Wonderful book Mr. Comer and thank you for opening my eyes to a great story.
5.0 out of 5 starsI didn't want the story to come to an end ....
Reviewed in the United States on April 6, 2002
What a wonderful book. Very easy to read with lots of short chapters so that even the busiest of us can get through it quickly. And of course Maggie and her family are so real that you find you can't put the book down...you just have to find out what happens to them all next. It's a great story, and worth reading from that angle alone. But all the way through this book also gives you plenty to ponder - whether you are someone with an interest in education (and doesn't that include all parents?), someone who wishes that all people had an equal opportunity to realise their potential, or someone who really wants to know what life is like for others from different backgrounds and countries. The author also inspires us to think about how we can make a difference, in some small way, wherever and whoever we are.

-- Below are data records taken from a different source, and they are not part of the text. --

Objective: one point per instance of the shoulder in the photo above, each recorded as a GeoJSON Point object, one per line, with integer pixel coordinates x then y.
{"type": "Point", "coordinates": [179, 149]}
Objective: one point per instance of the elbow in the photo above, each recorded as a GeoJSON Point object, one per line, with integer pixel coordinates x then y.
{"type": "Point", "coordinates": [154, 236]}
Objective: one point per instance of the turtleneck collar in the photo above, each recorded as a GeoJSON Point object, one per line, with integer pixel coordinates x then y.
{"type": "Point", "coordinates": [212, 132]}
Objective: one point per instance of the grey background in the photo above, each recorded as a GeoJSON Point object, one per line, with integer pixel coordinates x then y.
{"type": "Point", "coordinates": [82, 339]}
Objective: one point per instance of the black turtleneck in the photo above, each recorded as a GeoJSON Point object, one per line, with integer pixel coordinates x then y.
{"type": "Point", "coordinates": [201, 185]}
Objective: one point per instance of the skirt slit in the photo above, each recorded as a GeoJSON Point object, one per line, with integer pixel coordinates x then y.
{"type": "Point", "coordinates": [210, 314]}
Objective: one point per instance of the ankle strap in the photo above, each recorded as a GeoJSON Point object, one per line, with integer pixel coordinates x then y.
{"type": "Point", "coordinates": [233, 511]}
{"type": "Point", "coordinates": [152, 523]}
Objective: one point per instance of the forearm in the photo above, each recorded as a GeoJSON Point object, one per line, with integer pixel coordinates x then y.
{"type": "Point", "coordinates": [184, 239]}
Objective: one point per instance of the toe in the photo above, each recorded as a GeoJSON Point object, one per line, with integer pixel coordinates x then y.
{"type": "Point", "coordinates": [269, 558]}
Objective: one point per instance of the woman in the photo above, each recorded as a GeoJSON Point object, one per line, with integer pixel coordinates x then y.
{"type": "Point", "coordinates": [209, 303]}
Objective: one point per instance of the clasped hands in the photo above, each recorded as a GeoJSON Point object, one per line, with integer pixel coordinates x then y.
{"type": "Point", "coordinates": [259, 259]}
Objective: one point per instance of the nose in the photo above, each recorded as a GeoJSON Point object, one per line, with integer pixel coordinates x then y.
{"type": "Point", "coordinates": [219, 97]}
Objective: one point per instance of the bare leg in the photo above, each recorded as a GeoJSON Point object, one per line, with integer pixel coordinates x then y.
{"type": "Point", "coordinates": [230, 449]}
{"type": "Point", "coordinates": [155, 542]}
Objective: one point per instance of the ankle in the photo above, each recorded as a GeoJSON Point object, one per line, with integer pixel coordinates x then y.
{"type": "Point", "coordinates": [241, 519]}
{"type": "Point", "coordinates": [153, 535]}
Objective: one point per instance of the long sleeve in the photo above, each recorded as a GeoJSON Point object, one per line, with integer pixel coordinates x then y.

5.0 out of 5 starsInspiring and insightful look at an amazing life
Reviewed in the United States on January 1, 2001
This "dual biography" impressed me in many different ways. First, it is a lovely tribute to a wonderful mother who was extremely devoted to her children. I'm so glad the author kept the first part of the book in his mother's own words--it made me really get a sense of her. Second, it provides a description of black life (both in the South and later, in Indiana) that I found extremely compelling. Third, the last part of the book tells of some of the experiences the author has had in his field of education that are very insightful. This book really got me thinking about what is would have been like to be in Maggie's shoes. She was kind and wise and I learned much from her experiences. My life is richer for having "known" Maggie!